Ideas flourished while those in the trenches with blowtorches and wrenches (metaphoric) struggled to catch up.  Eventually, David Mullich was hired as a game producer and said 'I know you want the moon and the stars but the budget says you need to start trimming and get a game out or all this code and media goes the way of 'Duke Nukem Forever'...and Troika with it.  DNF had been scrapped twice(?) even by that time.



Even with the cuts, and a little sneeking a peek at Valves code improvements, in November 2004 Activision released the most bug filled RPG ever...competing against (ironically) Half-Life 2.  Doom 3 and Quake 4 came out around that time.  Gamers, who only had a limited amount of money, had to make a choice.  What VtMB had that those other games didn't was heart.  The Soundtrack and ambient sounds were amazing.  Choices and variety of characters?  Awesome!  Dialogue options and individual experience.  Superb!  Combat wasn't anything special except that you could use abilities and essentially spells to make that a unique and fun experience.

So loved was VtMB by the users that they started supporting it well after Troika went belly up (2005).  Troika went broke because they over extended themselves and the returns from sales of this game weren't enough to bring them back.  They were dropped onto the market at the same time as Valve's Half-Life 2 (Some would say this was Valve's intention in response to the 'Stolen' code) and HL2 squashed them in sales.  HL2 was big budget and ran like a well oiled machine compared to VtMB.  Having over extended themselves in this project and sales not compensating for it, the company folded.  It's a damn shame.  We could really use more of this sort of game now!
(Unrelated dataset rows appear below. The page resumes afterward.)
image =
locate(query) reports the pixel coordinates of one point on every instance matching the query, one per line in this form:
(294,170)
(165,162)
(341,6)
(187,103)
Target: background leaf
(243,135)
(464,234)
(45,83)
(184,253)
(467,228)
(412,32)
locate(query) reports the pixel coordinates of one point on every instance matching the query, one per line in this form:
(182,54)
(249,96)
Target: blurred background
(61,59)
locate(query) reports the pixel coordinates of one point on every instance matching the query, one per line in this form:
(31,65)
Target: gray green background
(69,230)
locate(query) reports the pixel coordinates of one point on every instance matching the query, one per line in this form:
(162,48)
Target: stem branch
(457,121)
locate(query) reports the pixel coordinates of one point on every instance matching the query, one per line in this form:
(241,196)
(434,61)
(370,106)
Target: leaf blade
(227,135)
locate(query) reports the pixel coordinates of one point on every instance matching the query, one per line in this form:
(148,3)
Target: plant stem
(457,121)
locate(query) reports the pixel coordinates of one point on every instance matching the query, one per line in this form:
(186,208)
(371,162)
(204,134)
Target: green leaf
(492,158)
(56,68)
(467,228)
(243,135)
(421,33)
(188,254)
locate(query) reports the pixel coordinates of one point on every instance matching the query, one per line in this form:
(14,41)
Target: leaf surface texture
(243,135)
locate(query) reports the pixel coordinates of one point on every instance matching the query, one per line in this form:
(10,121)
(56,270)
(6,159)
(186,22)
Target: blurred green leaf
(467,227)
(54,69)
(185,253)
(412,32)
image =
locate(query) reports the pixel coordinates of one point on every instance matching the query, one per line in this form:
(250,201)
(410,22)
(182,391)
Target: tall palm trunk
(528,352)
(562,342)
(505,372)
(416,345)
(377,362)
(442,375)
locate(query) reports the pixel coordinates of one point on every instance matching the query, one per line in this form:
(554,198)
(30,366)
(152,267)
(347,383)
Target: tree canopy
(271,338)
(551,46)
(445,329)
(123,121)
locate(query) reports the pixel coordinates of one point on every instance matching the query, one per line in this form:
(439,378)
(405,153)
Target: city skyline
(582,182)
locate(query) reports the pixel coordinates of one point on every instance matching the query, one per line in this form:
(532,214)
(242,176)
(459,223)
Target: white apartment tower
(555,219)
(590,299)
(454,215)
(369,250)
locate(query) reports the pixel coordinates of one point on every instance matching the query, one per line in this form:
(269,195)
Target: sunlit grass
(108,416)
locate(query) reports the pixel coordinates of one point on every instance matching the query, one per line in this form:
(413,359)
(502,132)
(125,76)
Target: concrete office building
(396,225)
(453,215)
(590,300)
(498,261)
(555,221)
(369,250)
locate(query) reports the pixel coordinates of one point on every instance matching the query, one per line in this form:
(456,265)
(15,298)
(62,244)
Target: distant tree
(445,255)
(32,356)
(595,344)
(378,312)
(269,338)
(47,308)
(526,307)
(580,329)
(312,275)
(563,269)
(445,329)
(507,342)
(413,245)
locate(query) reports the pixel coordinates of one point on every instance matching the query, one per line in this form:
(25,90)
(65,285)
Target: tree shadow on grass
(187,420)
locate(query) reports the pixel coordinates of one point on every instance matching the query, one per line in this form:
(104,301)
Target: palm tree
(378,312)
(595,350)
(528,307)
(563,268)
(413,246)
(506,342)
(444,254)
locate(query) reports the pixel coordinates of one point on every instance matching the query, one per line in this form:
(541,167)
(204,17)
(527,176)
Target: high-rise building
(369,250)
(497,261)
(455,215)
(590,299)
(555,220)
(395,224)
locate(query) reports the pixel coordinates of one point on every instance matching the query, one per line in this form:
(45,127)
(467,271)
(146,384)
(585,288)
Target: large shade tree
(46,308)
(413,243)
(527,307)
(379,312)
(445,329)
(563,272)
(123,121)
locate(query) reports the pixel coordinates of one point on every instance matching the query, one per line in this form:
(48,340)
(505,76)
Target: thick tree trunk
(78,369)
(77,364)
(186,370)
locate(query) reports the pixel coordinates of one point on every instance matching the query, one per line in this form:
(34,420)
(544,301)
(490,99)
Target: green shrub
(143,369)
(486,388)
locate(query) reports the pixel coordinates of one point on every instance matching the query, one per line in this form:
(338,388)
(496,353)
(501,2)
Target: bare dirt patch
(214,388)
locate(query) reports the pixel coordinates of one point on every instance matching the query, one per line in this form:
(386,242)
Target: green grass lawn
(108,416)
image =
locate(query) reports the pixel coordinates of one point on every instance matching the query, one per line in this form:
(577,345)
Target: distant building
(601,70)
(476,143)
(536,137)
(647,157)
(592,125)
Yet, with more people comes less creative control and the heart can get lost.  There are examples where, even though the business is big, the heart is still there (Far Cry 3 is one example) but it is rare. 

I originally picked it up at a sale on STEAM in 2011 for about $5.  This game has provided me with at least 20 times that in value.  Even now, the objects sometime don't work so well with the environment...or the sprites forget themselves and you find a chair where the door knob is supposed to be.  Just smile and sigh...save and do a restart of the game.
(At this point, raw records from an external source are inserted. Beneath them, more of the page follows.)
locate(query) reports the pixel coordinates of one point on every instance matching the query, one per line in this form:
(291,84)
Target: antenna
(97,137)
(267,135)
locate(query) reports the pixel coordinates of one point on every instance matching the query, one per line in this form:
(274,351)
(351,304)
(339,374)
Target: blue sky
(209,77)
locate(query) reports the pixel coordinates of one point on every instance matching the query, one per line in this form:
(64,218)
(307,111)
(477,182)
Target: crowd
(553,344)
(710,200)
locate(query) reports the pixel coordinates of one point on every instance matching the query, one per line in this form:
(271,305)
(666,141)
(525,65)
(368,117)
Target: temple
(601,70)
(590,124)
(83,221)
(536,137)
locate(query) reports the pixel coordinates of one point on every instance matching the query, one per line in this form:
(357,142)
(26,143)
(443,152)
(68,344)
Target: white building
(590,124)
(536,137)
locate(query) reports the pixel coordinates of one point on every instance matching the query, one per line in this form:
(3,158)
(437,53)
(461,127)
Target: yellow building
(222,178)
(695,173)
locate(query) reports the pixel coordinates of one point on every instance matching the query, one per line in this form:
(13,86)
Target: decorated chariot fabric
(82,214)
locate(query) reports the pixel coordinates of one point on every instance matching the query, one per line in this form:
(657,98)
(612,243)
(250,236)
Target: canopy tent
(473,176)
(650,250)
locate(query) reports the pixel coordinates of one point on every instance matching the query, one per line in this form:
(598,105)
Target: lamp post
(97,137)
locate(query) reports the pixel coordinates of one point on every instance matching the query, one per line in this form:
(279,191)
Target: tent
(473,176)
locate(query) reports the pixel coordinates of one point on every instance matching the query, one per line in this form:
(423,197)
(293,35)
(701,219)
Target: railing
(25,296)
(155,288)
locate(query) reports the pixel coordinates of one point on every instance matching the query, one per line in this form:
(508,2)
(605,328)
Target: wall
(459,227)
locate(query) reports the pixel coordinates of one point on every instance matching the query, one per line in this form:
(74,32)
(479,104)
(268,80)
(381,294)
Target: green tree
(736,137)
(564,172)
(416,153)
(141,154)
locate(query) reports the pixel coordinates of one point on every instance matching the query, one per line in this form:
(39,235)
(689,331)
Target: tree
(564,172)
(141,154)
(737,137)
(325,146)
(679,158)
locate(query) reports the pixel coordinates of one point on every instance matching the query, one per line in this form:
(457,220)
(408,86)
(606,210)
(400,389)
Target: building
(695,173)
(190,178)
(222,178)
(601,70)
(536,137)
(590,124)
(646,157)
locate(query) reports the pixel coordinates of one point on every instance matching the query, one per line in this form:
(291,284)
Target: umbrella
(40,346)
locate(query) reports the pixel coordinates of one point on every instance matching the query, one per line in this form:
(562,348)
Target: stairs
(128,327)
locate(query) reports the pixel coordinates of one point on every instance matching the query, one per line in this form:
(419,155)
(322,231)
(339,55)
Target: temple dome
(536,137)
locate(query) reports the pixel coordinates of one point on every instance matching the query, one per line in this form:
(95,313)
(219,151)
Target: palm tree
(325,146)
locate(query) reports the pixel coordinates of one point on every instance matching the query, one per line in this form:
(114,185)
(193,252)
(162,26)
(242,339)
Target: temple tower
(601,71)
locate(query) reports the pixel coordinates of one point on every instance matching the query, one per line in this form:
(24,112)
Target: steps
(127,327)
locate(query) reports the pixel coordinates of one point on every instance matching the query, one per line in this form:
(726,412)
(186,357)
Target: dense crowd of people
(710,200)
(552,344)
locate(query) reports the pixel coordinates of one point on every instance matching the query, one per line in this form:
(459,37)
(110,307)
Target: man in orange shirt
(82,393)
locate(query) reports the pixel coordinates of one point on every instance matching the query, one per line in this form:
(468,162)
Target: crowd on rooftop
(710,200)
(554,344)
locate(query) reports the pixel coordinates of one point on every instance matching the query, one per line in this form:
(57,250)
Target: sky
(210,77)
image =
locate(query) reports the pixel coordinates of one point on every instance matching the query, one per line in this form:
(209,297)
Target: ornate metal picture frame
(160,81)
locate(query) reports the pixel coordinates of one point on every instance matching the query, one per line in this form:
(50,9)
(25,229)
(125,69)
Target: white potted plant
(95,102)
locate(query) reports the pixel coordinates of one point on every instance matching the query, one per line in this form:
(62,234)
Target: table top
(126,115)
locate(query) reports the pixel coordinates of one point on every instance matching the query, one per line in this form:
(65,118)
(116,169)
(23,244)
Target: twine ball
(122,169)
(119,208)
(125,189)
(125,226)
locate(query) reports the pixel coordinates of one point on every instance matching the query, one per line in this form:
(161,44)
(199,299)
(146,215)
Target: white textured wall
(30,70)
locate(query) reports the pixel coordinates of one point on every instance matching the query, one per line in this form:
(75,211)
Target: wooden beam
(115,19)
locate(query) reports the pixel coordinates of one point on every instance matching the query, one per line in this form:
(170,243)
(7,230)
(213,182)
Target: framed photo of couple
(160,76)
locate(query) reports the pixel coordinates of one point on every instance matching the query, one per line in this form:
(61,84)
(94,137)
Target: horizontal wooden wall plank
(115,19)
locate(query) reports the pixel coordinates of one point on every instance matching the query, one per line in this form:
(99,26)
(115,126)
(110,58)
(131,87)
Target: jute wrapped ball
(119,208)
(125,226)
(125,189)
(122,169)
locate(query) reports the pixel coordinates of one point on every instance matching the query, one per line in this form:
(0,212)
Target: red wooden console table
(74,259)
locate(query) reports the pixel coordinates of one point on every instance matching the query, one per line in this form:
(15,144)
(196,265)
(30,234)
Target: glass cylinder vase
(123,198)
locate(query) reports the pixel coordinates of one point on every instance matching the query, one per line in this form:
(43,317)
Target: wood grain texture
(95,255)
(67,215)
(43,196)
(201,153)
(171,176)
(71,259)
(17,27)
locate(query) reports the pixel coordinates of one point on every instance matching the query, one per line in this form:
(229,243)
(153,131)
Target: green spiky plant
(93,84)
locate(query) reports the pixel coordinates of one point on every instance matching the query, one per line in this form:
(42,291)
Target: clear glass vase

"I can't tonight, hon...Copper, Julius, E, Lilly and Rosa are having a party down by the pier"

Difficulty?  the game is hard enough made more so in the fact that hard choices need to be made early "Do I take an extra point in Strength or buff out my persuasion skill for a test that I know to be coming up?".  This game seems more like comfort food for the haggard gamer.  I was just playing Just Cause 3 before and the guy was surfing a plane while firing an RPG7 at ground targets.  I think I rolled my eyes so hard they actually made a sound!  I thought there would be a choice?  No choice... point and click...and I felt my brain die by the second of this non sense.  This game - the guy has a grappling hook mechanism in his arm.  You can launch yourself to the top of a ten story building in a second...guess what?  if a person actually had this?  Their arm would get there but that's it.  Everything is all super sized and stupid now.  It's funny how an old game about vampires seems more physically realistic than a new game about regular people.  
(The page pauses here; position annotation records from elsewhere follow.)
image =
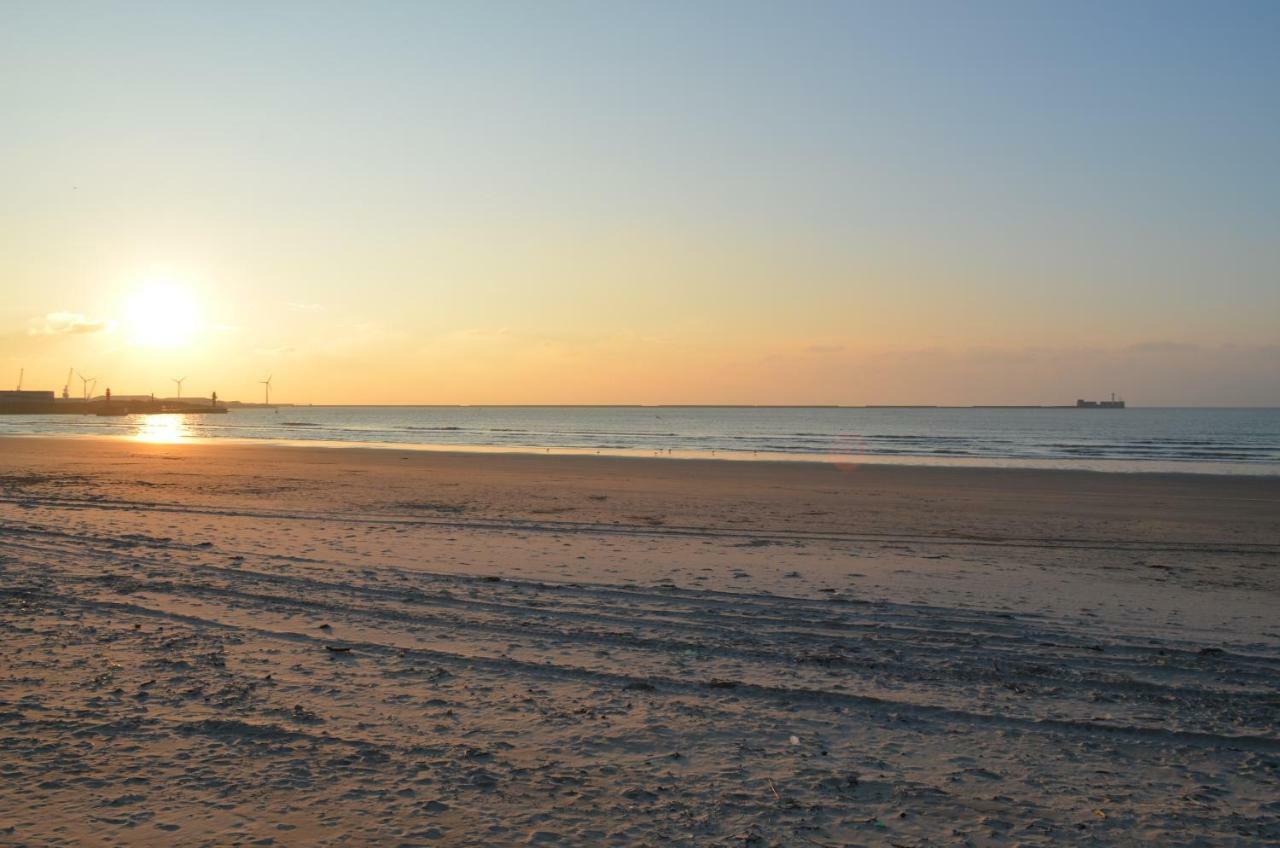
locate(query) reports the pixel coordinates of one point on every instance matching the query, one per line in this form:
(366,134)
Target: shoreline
(1125,468)
(231,642)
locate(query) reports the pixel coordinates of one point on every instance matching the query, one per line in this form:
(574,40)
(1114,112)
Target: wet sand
(252,644)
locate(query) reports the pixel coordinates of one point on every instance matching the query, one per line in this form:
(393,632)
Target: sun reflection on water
(163,429)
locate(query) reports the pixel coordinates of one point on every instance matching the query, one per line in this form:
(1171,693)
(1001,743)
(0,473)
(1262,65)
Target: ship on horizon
(1114,404)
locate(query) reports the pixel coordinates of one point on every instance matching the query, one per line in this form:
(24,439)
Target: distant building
(26,395)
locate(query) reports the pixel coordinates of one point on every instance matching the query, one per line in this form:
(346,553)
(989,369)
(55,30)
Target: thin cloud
(69,324)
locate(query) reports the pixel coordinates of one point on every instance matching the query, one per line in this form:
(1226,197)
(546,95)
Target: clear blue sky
(511,190)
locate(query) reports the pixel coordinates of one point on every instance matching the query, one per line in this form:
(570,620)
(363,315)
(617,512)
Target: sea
(1220,441)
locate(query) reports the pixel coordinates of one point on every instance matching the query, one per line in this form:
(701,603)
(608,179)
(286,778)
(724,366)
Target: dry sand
(590,651)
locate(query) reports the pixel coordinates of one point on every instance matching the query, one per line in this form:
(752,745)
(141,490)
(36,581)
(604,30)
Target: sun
(161,314)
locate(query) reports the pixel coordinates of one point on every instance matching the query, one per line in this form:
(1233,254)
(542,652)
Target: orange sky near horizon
(408,204)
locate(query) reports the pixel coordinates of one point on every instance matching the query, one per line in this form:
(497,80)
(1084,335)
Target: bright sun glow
(161,314)
(163,429)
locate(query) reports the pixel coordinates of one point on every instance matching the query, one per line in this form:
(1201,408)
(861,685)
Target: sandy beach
(214,644)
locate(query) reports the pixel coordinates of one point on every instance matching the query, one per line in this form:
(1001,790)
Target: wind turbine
(85,382)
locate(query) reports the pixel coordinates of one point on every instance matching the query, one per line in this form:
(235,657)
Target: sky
(644,203)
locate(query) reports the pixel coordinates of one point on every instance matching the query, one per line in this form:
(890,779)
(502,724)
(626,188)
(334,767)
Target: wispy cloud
(69,324)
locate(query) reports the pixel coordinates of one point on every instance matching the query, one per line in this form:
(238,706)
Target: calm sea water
(1235,441)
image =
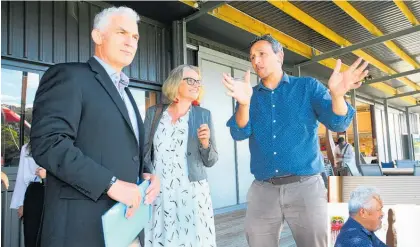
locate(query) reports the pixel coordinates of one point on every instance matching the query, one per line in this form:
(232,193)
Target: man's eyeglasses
(191,81)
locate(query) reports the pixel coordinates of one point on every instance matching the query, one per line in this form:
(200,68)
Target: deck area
(230,231)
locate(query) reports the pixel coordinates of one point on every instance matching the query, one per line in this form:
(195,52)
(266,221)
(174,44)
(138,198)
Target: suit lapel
(106,82)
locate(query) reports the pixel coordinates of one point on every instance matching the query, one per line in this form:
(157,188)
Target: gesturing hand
(342,82)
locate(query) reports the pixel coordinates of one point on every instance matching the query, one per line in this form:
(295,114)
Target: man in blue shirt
(280,117)
(365,209)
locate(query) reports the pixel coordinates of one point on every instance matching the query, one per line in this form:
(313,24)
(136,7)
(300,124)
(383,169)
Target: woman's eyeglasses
(191,81)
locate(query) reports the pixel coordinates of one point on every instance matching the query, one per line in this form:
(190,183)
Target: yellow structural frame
(239,19)
(404,9)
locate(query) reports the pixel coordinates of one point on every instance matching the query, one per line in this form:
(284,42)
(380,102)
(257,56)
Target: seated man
(365,209)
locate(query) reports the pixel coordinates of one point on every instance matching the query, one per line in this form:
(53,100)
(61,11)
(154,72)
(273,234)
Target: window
(18,90)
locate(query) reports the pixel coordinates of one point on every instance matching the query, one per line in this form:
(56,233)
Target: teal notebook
(120,231)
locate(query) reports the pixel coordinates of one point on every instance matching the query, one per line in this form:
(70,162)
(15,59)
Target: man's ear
(97,36)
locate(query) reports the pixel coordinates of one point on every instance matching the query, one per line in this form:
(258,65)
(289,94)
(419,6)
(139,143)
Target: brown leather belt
(287,180)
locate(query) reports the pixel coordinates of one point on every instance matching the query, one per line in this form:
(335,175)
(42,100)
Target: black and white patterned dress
(183,212)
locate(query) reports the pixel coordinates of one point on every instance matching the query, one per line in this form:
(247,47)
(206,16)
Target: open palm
(342,82)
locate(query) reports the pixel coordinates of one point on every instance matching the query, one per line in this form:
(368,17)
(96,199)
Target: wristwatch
(113,180)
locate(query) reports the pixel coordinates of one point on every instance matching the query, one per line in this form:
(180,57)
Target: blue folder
(120,231)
I enjoy a game where I have to earn being a major badass...not one where it is given to me.  VtMB does that.  The success of this game 'In the wash' has not gone unnoticed.  Paradox games acquired the rights to it in 2015 following their purchase of White Wolf.  They will work on a new project when the time is right.  Could this be a new game of the ages?  When the stupid 'Supersize' bullshit wears off and people realize that you can't fall 10 stories without going 'SPLAT!'.  A game with Troika imagination and the backing to kick it into gear.  The mind reels.  I do love the thought though.